Inmiddels had Mme de La Fayette reeds de eerste psychologische roman gepubliceerd: La Princesse de Clèves (1678), waarin het accent is verlegd naar de karaktergeschiedenis. De geboorte van de roman in moderne zin werd echter eerst mogelijk, toen het zieleleven die algemene gevoelige aandacht verkreeg welke kenmerkend is voor de prae-Romantiek en toen de binding met het aristocratische, die sedert het epos de stof van de roman vrijwel bepaald had, verdween voor het zelfbewustzijn van de burger. Sam. Richardson’s Pamela (1740) is de eerste burgerlijke roman, tevens de eerste roman in brieven; hij wekte een reeks betekenisvolle (sentimentele) navolgingen (Rousseau, Goethe), in Nederland Sara Burgerhart van Wolff en Deken (1782).
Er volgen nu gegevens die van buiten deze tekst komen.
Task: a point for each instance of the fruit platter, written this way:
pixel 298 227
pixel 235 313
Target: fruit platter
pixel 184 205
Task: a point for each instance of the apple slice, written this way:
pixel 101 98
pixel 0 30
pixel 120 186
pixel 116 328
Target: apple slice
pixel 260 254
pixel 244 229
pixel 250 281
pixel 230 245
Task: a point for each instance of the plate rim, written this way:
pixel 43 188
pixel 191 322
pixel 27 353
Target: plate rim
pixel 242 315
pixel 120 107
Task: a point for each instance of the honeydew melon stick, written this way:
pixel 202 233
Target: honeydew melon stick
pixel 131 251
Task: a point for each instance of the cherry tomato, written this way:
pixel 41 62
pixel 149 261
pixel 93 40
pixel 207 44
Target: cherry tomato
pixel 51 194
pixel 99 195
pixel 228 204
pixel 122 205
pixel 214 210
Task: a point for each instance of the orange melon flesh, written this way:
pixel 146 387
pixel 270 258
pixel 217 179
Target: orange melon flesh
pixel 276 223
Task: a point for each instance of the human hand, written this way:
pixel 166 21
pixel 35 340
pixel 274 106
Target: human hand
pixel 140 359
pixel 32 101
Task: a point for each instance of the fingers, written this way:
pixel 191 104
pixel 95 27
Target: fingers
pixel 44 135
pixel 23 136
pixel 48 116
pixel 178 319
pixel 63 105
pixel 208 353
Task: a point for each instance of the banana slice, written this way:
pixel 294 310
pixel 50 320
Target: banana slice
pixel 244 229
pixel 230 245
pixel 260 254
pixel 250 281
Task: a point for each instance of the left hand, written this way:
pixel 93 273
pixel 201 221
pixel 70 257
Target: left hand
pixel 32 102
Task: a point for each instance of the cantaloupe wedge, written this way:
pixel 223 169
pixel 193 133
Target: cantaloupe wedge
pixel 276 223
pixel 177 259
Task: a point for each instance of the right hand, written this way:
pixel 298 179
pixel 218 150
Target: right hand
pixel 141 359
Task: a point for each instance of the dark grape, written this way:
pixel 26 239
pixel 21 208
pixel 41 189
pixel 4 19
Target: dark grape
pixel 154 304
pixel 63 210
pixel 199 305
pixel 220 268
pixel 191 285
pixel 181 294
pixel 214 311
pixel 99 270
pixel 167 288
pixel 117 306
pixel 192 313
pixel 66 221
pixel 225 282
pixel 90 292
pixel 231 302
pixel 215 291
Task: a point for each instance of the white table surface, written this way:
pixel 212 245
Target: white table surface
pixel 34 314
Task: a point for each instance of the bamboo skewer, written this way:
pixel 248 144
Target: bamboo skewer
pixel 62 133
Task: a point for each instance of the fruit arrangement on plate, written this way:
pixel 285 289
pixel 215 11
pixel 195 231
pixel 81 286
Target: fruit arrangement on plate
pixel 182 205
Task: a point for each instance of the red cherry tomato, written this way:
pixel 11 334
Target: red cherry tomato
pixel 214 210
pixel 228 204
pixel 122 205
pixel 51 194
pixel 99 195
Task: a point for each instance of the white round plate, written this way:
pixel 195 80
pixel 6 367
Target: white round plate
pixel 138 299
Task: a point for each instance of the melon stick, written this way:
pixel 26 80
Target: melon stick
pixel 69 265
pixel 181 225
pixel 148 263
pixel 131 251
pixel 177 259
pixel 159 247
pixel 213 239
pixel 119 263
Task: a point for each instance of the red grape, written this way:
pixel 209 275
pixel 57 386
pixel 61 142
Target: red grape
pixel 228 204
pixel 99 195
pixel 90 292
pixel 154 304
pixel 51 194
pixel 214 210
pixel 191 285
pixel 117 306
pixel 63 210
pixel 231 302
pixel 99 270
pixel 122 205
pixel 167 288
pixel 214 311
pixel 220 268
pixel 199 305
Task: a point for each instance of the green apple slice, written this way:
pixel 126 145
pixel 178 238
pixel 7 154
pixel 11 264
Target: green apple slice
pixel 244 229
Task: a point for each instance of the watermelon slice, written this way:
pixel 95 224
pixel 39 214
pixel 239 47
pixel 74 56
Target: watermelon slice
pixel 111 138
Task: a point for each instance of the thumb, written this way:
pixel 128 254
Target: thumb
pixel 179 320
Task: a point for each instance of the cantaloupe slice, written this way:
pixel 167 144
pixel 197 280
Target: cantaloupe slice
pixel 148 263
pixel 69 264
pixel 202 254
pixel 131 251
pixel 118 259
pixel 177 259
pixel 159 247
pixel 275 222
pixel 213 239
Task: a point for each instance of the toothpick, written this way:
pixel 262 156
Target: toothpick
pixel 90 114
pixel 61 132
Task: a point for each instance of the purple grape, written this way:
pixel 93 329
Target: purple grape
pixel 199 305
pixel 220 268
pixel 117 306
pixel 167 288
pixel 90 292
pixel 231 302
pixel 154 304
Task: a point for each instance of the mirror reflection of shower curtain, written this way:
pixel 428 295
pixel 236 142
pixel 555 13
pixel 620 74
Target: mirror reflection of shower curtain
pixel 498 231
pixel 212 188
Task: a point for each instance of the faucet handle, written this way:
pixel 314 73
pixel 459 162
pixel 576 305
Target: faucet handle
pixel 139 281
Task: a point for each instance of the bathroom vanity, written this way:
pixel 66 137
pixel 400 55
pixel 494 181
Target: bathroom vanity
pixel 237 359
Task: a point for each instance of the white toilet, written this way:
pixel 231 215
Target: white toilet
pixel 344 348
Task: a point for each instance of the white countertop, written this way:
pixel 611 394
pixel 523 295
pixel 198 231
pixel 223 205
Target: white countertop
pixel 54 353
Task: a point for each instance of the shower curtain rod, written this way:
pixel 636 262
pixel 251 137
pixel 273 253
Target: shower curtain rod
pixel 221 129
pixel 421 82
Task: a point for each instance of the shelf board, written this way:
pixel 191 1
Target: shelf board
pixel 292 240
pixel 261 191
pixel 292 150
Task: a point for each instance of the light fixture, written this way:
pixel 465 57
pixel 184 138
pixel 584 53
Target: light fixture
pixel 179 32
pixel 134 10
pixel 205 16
Het talent van H. Fielding, die in Tom Jones (1749) reeds de eerste voorbeeldig gestructureerde roman schiep, en van L. Sterne die voorging in de humoristisch-realistische richting, gaf met dat van Richardson de Engelse roman een leidende positie in de wereldliteratuur.
De eerste historische roman werd in Nederland geschreven (Het leven van Maurits Lijnslager, 1808, door A. Loosjes); het nieuwe genre kwam tot bloei door Walter Scott, voorts door Alessandro Manzoni, maar werd tot een caricaturaal vertoon van historische kennis in de stroom van Duitse professorenromans (F. Dahn, G. Ebers).
Ch. Dickens bracht met Thackeray een romantisch realisme tot bloei. Romantisch en realistisch was ook Balzac, wiens reeks La Comédie humaine (1841) van grote en langdurige invloed bleef. E. A. Poe legde in zijn novellen (The Murders in the Rue Morgue, 1841) de grondslag voor het genre van de detective-roman.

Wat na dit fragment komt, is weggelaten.